OK: the crisis in the Rochester school district has finally reached the level of absurdity. The academic problems plaguing the district's largest school, East High, have continued for so long that the State Education Department has ordered the district to... well, DO SOMETHING.

Turn the school into a charter school, close it and send its students to other district schools, turn it over to SUNY, bring an outside agency in to run it, close it and create some other kind of school inside the building: the district must do one of the above.

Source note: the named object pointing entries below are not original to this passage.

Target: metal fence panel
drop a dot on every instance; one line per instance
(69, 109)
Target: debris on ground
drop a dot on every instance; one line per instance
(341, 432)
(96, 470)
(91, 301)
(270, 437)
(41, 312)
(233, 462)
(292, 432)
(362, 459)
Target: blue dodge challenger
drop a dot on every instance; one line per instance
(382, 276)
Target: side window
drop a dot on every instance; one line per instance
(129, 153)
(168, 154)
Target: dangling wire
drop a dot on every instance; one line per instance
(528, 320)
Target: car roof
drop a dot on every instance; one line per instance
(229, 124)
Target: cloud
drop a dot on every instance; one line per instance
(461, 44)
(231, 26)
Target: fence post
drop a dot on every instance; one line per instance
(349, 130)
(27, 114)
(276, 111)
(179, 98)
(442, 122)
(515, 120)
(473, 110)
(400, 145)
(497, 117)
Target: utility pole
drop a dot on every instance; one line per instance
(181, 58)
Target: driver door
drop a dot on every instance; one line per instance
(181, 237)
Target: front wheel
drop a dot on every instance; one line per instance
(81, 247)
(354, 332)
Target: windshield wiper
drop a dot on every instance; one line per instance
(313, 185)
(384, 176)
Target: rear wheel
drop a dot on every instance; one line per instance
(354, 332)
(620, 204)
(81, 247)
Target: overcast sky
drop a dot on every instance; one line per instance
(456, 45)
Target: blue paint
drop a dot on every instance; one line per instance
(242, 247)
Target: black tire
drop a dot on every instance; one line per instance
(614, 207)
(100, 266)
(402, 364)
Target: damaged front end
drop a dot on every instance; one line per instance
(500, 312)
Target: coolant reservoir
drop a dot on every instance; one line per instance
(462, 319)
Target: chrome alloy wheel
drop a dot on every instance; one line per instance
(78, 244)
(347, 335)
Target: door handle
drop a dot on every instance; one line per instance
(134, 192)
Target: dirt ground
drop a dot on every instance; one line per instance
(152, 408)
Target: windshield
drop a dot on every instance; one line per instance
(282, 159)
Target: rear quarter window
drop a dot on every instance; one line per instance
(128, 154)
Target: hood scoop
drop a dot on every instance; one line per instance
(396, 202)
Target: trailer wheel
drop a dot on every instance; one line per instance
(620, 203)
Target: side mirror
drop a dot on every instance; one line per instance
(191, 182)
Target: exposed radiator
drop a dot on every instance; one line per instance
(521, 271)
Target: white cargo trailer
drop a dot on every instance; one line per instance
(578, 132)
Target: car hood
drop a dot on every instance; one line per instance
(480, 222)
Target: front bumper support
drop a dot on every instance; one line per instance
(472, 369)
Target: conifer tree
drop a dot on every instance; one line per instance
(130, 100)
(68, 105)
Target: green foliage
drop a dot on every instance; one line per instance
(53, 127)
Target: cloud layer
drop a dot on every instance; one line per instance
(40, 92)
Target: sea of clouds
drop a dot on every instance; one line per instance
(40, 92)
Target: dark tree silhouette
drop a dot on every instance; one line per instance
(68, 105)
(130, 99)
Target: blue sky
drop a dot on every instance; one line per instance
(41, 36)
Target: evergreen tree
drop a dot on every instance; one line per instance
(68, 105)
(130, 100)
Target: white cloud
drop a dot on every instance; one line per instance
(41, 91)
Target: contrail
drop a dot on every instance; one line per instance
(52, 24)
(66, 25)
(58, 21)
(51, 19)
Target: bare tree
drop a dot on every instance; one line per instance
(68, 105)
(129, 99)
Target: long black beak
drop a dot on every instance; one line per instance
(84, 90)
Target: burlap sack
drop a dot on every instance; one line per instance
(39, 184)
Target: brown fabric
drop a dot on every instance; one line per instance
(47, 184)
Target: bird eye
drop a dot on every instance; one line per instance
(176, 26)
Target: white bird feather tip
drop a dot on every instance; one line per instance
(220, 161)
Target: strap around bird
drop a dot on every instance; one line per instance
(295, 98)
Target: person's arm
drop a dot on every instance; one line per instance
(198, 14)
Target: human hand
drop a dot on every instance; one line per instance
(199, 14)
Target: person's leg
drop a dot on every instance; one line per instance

Why? Because the state had told the district previously that it had to DO SOMETHING. And things haven't gotten better. The graduation rate is low. The absenteeism rate is high. (The poverty rate is high, too. BUT THAT'S NO EXCUSE! says the state.) So now, huffing like an out-of-patience parent, State Ed has told the school district that it has to do something with East. MAKE A BIG CHANGE!

Raise your hand if you think East High School is the problem.

Any takers?

Of course not.

Because it isn't.

As ordered, though, the Rochester School District will do something to East High School. Because the State Ed Department says it has to. But the students who aren't doing well at East haven't been doing well for a long time.

This is not rocket science. The students have been passed up through the system, one grade at a time, whether they are able to do grade-level work or not. And the further up they're passed, the further behind they get.

We shouldn't be surprised that they skip school, fail tests, drop out. And let's be serious. Do we really think that extending the school day, adding art and music, and offering sports activities will make up for those years of falling behind? If students reach seventh and ninth grade and can't do third-grade work, do we really think that tutoring them in geometry and Shakespeare will get them up to speed? Get them interested in school? Restore their self-esteem?

Do we think that in-school suspensions and home visits by teachers will work miracles?

Years ago, we went through this kind of discussion about the old Madison High School, where grades and graduation rates were abysmally low. The Madison community put together reform plans. Jesse Jackson visited and got students, parents, and teachers all fired up.

Nothing changed. And the district finally closed the school. And tore it down. And sent the students to other schools elsewhere in the city. Franklin High School has a similar story, sans the teardown.

Many of us recognize that it's not just what happens inside a school that determines a student's success. Poverty, health, role models, a parent's education level: all are a factor, and the district can't do much about them. (Although, commendably, it tries, serving meals, bringing in tutors, pressing for school health facilities and social workers.)

Still, schools and teachers and principals are extremely important. There are things the district can do. It can train its staff, insist on excellence, hold people accountable.

And for heaven's sake, it can stop passing children up through the system. It could, for instance, determine whether every child in the early years of elementary school has enough basic skills to progress to higher grades. And for those who don't, it could bring in leaders of the larger community and insist that they provide enough resources to get them up to speed.

Not all of Rochester's education news is bad. We've at last begun to focus on the need for more pre-school programs, to help children get the language and social skills they need. But these are early days. Success will require money, effort, and long-term commitment.

Meantime, the State Ed Department needs to cut out the threats and get serious about what needs to be done in the early grades. Otherwise, we'll keep wasting money on futile efforts.

East High School is not the problem.